Rejoice! The grocery store chain Publix says it’s finally headed to Virginia (right now it’s only located in six states: Alabama, Florida, Georgia, North Carolina, South Carolina and Tennessee), and the Washington area might not be far behind.
Famous for its subs and freshly baked cookies, Publix is a family favorite in America’s South. (Seriously, their fans leave rabid love letters on the corporate Facebook page.) The employee-owned chain has something of a cult following, and it’s not hard to see why—all you have to do is check out their deli. And their super clean, well-stocked stores. And their ooey gooey, melt-in-your-mouth, you’ll-even-eat-one-for-breakfast chocolate chip cookies.
But aside from the doses of sugar and butter in those cookies, Publix does actually offer some rather healthy fare. Check out these four lunch options for when Publix moves to a neighborhood near you. We’re already drooling.
Sushi is a great pick for lunch—as long as you avoid the deep-fried tempura. At Publix, opt for the small roll and ask for salmon or tuna, which are both low-calorie. Tuna is 42 calories per ounce and salmon is only 40, according to Shape.com. If you like spicy food, don’t feel bad about piling on the wasabi. This sushi staple will pack a punch, and it’s also high in antioxidants, which help you stay healthy.

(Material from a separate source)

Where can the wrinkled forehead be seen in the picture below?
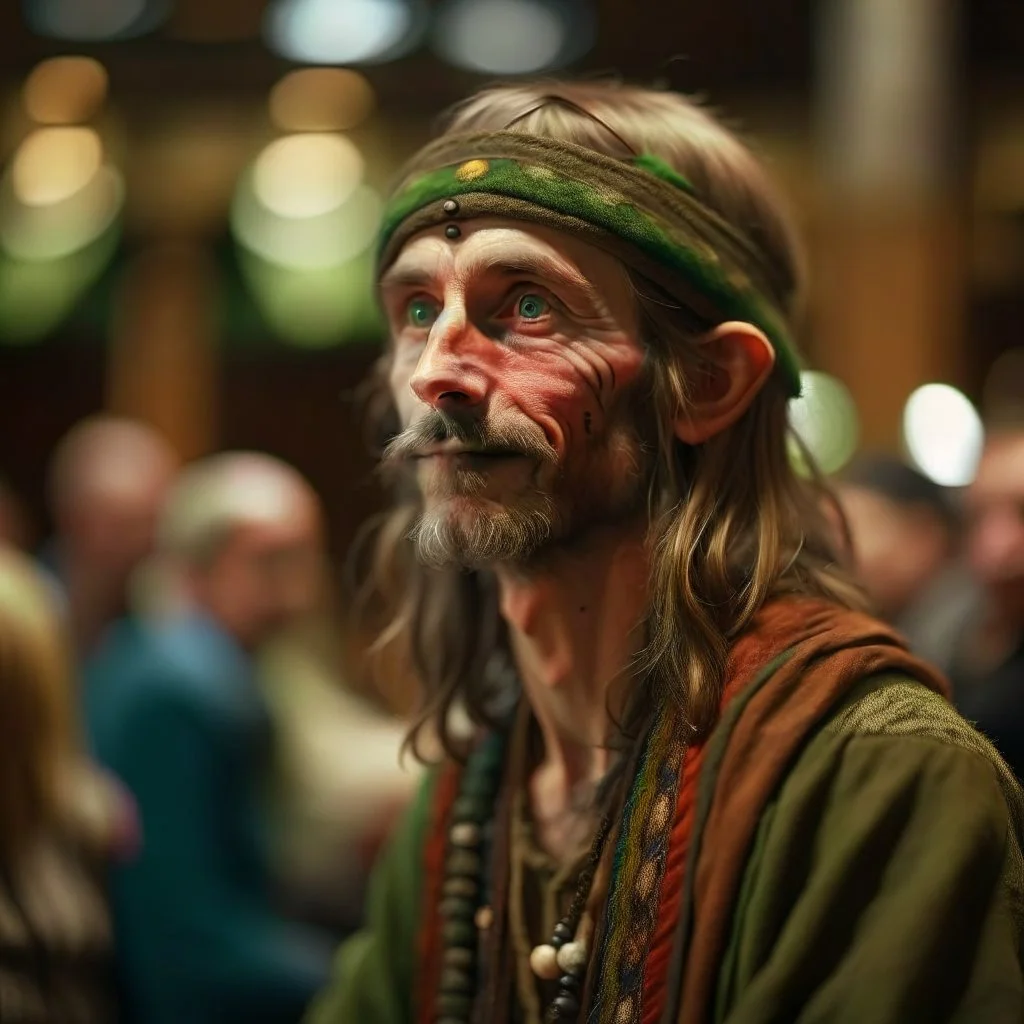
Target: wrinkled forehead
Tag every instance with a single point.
(497, 246)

Publix has been around for more than 80 years, which means they know what they’re doing. The Publix deli smells heavenly and offers up some healthy options. Grab a turkey wrap for an afternoon protein boost. The spinach flour tortilla envelops the turkey, cranberry cheddar cheese, lettuce and some horseradish spread—for a little spicy kick. For an even healthier wrap, skip the cheddar cheese and ask for some cucumbers!
The executive box gives you the option of four different types of salads. You can’t go wrong picking the chef’s salad. Full of mixed greens and meat, cheese and egg for protein, this salad will keep you full all afternoon. Add some tomato, green olives, celery and carrot sticks and top with your favorite, low-calorie dressing, and you have yourself a scrumptious lunch!
Pork can’t compete with chicken and turkey in terms of fat and calories, but it does have more protein, which is what helps build your muscles and keeps you fuller longer. Portions and recipes may vary depending on the store’s recipe, but in general, “a 3-ounce portion of the ready-made pulled chicken contains 5 grams of protein and 15 grams of carbohydrates, while the pulled pork contains 11 grams of protein and 15 grams of carbohydrates,” according to LiveStrong. So if you have a little wiggle room in the calorie department, grab some Publix Mojo Boneless Pork Roast for lunch.